SGWHC’s founding partners were the American Medical Women’s Association (AMWA), the Society for Women’s Health Research (SWHR), and the American College of Women’s Health Physicians (ACWHP). At SGWHC’s inception, ACWHP merged into SGWHC. Subsequently, SGWHC also collaborated with and was supported by the Laura W. Bush Institute for Women’s Health at the Texas Tech University Health Sciences Center. Collaborative relationships were established with many other healthcare groups and organizations.

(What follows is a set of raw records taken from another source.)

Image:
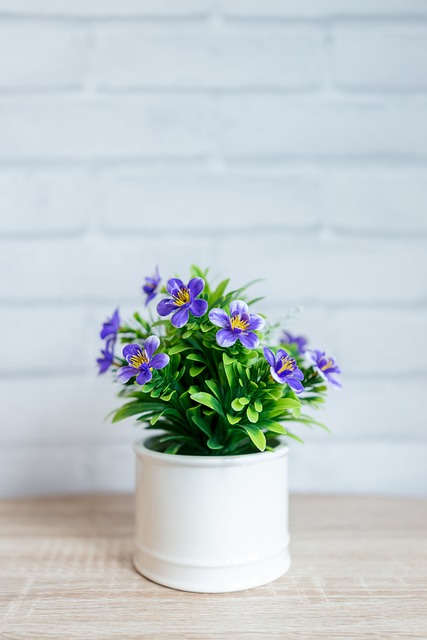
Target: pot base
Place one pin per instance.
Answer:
(201, 579)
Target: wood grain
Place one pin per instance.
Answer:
(359, 571)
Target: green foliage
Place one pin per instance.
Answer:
(210, 400)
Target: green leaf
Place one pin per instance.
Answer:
(155, 418)
(194, 371)
(208, 400)
(252, 414)
(178, 348)
(272, 425)
(167, 396)
(128, 410)
(213, 444)
(199, 420)
(258, 405)
(256, 435)
(236, 405)
(195, 356)
(219, 291)
(214, 387)
(226, 359)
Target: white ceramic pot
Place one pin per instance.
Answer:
(211, 523)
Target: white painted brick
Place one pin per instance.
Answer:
(95, 269)
(42, 201)
(314, 9)
(115, 127)
(64, 410)
(375, 59)
(387, 468)
(302, 270)
(222, 201)
(283, 126)
(43, 340)
(131, 58)
(376, 199)
(372, 342)
(106, 8)
(32, 471)
(382, 409)
(42, 56)
(382, 341)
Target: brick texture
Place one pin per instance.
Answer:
(281, 140)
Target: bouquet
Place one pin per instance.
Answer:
(204, 374)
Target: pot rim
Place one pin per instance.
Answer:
(142, 451)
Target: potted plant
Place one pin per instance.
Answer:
(218, 401)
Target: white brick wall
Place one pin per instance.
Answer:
(284, 140)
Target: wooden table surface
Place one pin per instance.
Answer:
(359, 571)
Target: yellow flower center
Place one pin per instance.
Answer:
(237, 323)
(328, 365)
(182, 297)
(139, 360)
(287, 364)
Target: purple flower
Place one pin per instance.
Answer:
(299, 341)
(325, 366)
(141, 361)
(111, 326)
(150, 286)
(239, 325)
(184, 301)
(284, 369)
(107, 356)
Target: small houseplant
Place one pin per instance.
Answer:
(218, 401)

Although SGWHC was successful in advancing the new science of sex and gender medicine in research and medical education, national progress was slow. SGWHC wanted to continue to offer curricular resource materials to faculty at no cost and in an easily accessible manner, but it did not have the resources to fully develop and market the materials. Board members were once again considering how they could advance the integration of sex and gender content into medical curricula.
The American Medical Women’s Association offered to partner with SGHWC more formally in order to advance their similar missions. AMWA’s previous commitment to women’s health in medical education had expanded to encompass sex and gender health education. SGWHC board members decided to merge into AMWA so that they could advance their mission by benefitting from AMWA’s institutional infrastructure, support, and from their shared vision. SGWHC merged into AMWA in 2018. Upon merger, SGWHC was renamed the Sex and Gender Health Collaborative (SGHC). This name change reflected growth in the science of sex and gender medicine and the increasing importance of explicitly considering and identifying sex and gender differences between women and men. It was believed that improvements in women’s health would correspond with improvements in men’s health. The new name would also reflect the growth of interprofessional education and the increasing need to integrate sex and gender content into all health professions education. While interprofessional education had been a future goal for SGWHC, the founding of SGHC provided an opportunity to bring this goal into the present. SGHC is at the forefront of advancing sex and gender in medical and health professions education, research, and practice in order to improve healthcare for all.